O que deve existir no cenário político, na cultura, na economia e nas conflagrações societárias do atual para vermos o surgimento de um tipo paradigmático como Nelson Mandela?

Como deve estar o tempo? Quais as principais estações climáticas para seu surgimento? Que melodias devem embalar o nascimento de um outro Mandela? Devemos ouvir Beethoven, Bach, Strauss, Wagner? Que poemas devemos ler para que nasçam mais Mandelas? Quais as mãos para cunhar a face do mestre? Michelangelo? Rafael? Donatello? El Greco?

E sua tez? Deve ser pintada por qual gênio da arte? Da Vinci? Tintoretto?

Que rosas e lírios devemos plantar em nossos quintais, jardins e alamedas para que Mandela, de novo, nasça?

Quais devem ser as combinações das estrelas e das constelações? Qual deve ser o alinhamento lunar propicio? Qual a velocidade do vento? Qual a umidade absoluta e relativa do ar e como devem estar as bolsas de valores? Em alta, baixa, em seus pontos médios?

Para que nasça um novo Mandela o que devemos fazer?

Duas guerras mundiais? Governos fascistas pela Europa? Inventar mais um apartheid? Como devem estar os países e seus exércitos? Como devem se encontrar as fronteiras nacionais e internacionais? Como deve estar a produção alimentar e a distribuição desses mesmos alimentos?

Para que nasça mais um Mandela, quantas crianças devem nascer ou morrer de fome, de tifo ou de desnutrição?

Quantos negros devem ser assassinados na periferia, na cela ou na favela? E cadê o Amarildo?

Quantas negras deverão ser estupradas e prostituidas, vendidas ou escravizadas? Quantos trabalhadores rurais devem perder suas terras? Quantas chacinas devem acontecer, quantos rios, ribeirões e regatos devem ser envenenados para que venha mais um Mandela? Quantos quilômetros de cerrados ou savanas devem ser extintos para dar lugar a um amontoado de monoculturas e que farão dinheiro para grupinhos de gente de cor branca e engravatada?

E na América Latina? Quantas ditaduras devem ser necessárias do lado de cá do Atlântico para que, do lado de lá, nasça mais um Mandela?

Quantos paus de arara, quantos choques, desparecidos e amputados são necessários para que na mãe África, arrebente só mais um Mandela?

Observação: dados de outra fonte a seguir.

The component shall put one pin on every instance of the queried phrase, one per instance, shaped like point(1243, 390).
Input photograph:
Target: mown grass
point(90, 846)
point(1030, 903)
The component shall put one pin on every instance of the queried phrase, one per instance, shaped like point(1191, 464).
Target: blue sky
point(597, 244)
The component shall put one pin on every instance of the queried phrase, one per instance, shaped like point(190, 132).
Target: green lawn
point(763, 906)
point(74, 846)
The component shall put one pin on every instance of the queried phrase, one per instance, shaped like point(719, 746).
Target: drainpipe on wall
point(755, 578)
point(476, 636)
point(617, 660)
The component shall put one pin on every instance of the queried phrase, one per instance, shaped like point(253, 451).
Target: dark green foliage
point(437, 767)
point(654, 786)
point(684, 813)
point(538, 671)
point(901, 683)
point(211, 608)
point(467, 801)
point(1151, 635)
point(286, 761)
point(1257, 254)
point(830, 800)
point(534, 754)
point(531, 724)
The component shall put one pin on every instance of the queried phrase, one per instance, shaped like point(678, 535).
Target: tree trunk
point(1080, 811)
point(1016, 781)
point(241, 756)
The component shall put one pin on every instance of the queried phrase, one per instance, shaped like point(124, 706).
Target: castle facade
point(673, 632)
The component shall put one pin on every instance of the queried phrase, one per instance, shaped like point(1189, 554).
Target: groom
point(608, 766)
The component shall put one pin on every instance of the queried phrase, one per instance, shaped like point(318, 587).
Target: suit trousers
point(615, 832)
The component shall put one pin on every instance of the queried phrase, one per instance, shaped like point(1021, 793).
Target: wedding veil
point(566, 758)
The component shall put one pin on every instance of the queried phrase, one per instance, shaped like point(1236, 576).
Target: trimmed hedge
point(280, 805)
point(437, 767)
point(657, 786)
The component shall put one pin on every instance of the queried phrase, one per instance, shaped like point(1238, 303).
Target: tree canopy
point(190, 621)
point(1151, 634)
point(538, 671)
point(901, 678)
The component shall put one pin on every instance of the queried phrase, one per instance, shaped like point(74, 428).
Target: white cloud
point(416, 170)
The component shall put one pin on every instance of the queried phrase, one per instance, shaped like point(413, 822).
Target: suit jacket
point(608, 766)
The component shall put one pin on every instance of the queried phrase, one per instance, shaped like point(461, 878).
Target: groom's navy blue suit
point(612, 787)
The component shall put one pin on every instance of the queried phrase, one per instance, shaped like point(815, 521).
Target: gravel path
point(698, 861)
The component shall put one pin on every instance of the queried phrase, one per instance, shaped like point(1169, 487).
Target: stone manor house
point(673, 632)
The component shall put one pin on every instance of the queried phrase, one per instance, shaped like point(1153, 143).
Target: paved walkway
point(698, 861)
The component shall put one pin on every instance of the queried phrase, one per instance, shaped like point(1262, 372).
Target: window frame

E na África, na linda e soberba África, quantas colônias devem ser erguidas ou reerguidas para a rebeldia que irá gerar o mestre? Quantos navios negreiros fazem um Mandela? Com quantas chibatadas fazemos um Mandela? Quantos rostos, pernas e costas devem ser ferrados para cunhar um líder como Mandela?

E nós, africanos deste Brasil confuso, quantos quilombos devemos fazer? Quantos zumbis devem rebelar-se e quantos levantes devemos pipocar para tecermos um Mandela?

Como fazemos para termos um novo Mandela? Melhor não…

Descanse Mestre! 

Ângelo Cavalcante – Economista e Cientista Político. É professor da Universidade Estadual de Goiás (UEG).